Before the project her life basically revolved around chores on the family farm, homework and friends. Now it's about much more.


"This has opened my eyes to a whole new world," she said. "It's taught me that discrimination cannot be accepted. Now, when I even see someone being made fun of in the halls, I can't just watch it. I have to go in and stand up for this person."


Three of the students are still in high school, two are juniors and one is a sophomore. Sabrina Coons is a freshman at Fort Scott Community College.


"Irena really changed our lives," Stewart said. "We all have grown up, matured and have more confidence now."


Connie McKee, minister of the Uniontown United Methodist Church, said the community has embraced the girls and their play, which was performed about eight times at the church for the local community.


"When you see these girls dramatize what happened to Irena, it touches your heart," McKee said. "There's no other way to say it. I also believe they've brought a new awareness to our community of the atrocities that happened to the Jewish people."


For the Jewish community in Kansas City, the students have given them a gift they'll never forget -- a new piece of their history.


"We've let them know that this isn't just a project that they did a few times and were done with, but that it was important for everyone to hear," Shuchart said. "Emotionally, I think we've given them the impetus to keep going, to keep telling Irena's story."


Now Rosalyn and Howard Jacobson, a Jewish couple in Kansas City, are helping find college scholarship money so the students can continue their educations. They've already helped Coons this year.


"We are extremely grateful to all the people in Kansas City for supporting us," Underwood said. "They've helped us keep this project alive and to keep it going. And I really can't believe they honored us for something that Irena did, just for telling her story."


Cambers agreed.


"This is so overwhelming for us," she said. "The Jewish community of Kansas City has just taken us in and made us family. I think it's great."


Pinnacle in Poland


Meeting Sendler, the students said, was the high point of the entire project.


"She just had the eyes of a saint," Underwood said. "She hugged us, and she was just so pure and kind."


In Poland the teens spent long hours with Sendler, talking to her and some of the women she rescued as children. The teens visited ghetto memorials, saw the prison where Irena was tortured and went to a courtyard where the Zegota met. Finally they visited the garden near Sendler's home where the apple tree still stands where she buried the jars of names.


The students were treated like celebrities by the Polish media and performed their play for crowds.


Sendler gave the girls heart necklaces to take back to Kansas, a memory of her love for them.

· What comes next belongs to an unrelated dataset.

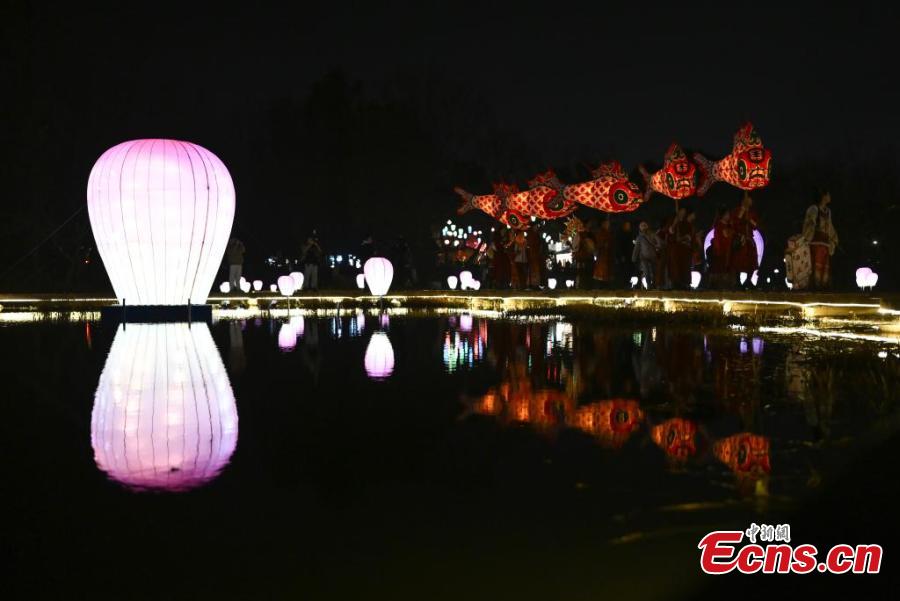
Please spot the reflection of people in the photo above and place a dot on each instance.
(819, 233)
(311, 257)
(235, 254)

She still writes to the girls and last week sent more necklaces for other students now involved in the project.


At Uniontown High, Conard's classroom is like a shrine to Sendler -- file cabinets full of photos and letters from her; bulletin boards with clippings about her and the girls; the jar with money in it. There's also a bookcase full of books about the Holocaust, and guests can watch a video about the students' trip to Poland.


Conard keeps his students busy, preparing the younger ones to continue work on the Sendler project after the original four girls graduate. And several publishing and movie companies have contacted him to express interest in the Sendler project.

"The girls don't want to be celebrities," Conard said, "but it's just such a great story."